E-RAFT: Dense Optical Flow from Event Cameras



We are excited to share our 3DV oral paper!

Description

We propose to incorporate feature correlation and sequential processing into dense optical flow estimation from event cameras. Modern frame-based optical flow methods heavily rely on matching costs computed from feature correlation. In contrast, there exists no optical flow method for event cameras that explicitly computes matching costs. Instead, learning-based approaches using events usually resort to the U-Net architecture to estimate optical flow sparsely. Our key finding is that introducing correlation features significantly improves results compared to previous methods that solely rely on convolution layers. Compared to the state-of-the-art, our proposed approach computes dense optical flow and reduces the end-point error by 23% on MVSEC. Furthermore, we show that all existing optical flow methods developed so far for event cameras have been evaluated on datasets with very small displacement fields with a maximum flow magnitude of 10 pixels. We introduce a new real-world dataset that exhibits displacement fields with magnitudes up to 210 pixels and 3 times higher camera resolution based on this observation. Our proposed approach reduces the end-point error on this dataset by 66%.

Publication

If you use this work in your research, please cite the following paper:

Arxiv21_Gehrig

M. Gehrig*, M. Millhaeusler*, D. Gehrig, D. Scaramuzza

E-RAFT: Dense Optical Flow from Event Cameras

International Conference on 3D Vision (3DV), 2021.
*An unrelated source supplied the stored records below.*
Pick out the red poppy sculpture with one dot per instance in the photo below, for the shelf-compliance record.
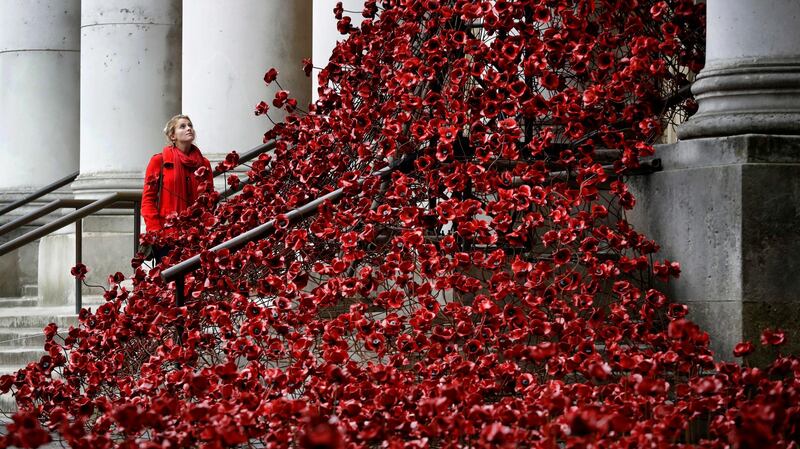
(471, 280)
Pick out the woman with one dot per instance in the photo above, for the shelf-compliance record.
(170, 185)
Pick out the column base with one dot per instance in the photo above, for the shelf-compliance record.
(728, 210)
(748, 96)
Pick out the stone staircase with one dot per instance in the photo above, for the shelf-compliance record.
(22, 321)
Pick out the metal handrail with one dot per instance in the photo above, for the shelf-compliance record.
(251, 154)
(84, 208)
(178, 271)
(39, 193)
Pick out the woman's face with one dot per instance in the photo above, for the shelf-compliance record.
(184, 132)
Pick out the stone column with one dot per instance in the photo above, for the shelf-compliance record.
(727, 205)
(39, 107)
(130, 85)
(227, 48)
(325, 33)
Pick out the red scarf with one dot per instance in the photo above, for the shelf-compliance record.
(184, 166)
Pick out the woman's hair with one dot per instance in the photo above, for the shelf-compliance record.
(169, 129)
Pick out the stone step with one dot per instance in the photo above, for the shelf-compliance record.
(24, 301)
(24, 336)
(37, 317)
(30, 290)
(20, 356)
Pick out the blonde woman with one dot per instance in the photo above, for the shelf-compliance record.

PDF Code Dataset Benchmark Youtube


E-RAFT Overview

The approach builds on the idea of combining feature matching and black-box feature extraction with a CNN for optical flow prediction for event cameras:
  • We build two event representations from a sequence of events
  • The network extracts correlation features from both representations
  • At the same time, the second representation is directly fed through a CNN to an update network (GRU unit)
  • The network iteratively matches correlation features and updates the optical flow prediction
Finally, we show that using differentiable forward warping of optical flow to improve the performance.
For more details, please consult the paper.

Results


Frames are for visualization purposes only, they are not used by the methods.

DSEC-Flow Dataset

We extend the DSEC dataset with high-quality optical flow ground truth maps. DSEC-Flow contains:
  • high-quality, accurately aligned data
  • approximately 10k optical flow maps
  • at VGA resolution in 24 sequences
  • at day and night with challenging HDR scenes
  • optical displacement magnitudes well beyond prior art (MVSEC)
Download the dataset here!

Automatic Evaluation

Our evaluation is automated and anyone can submit their own predictions to the public benchmark.

The main metric used for the ranking is the end-point-error (EPE) of the optical flow on the test set of DSEC-Flow.
We also provide the following error metrics:
  • NPE: 1-pixel-error, the percentage of ground truth pixels with optical flow magnitude error larger than N. N is either 1, 2 or 3.
  • EPE: Endpoint error. The average of the L2-Norm of the optical flow error.
  • AE: Angular error.
A detailed explanation of EPE and AE can be found in "A Database and Evaluation Methodology for Optical Flow".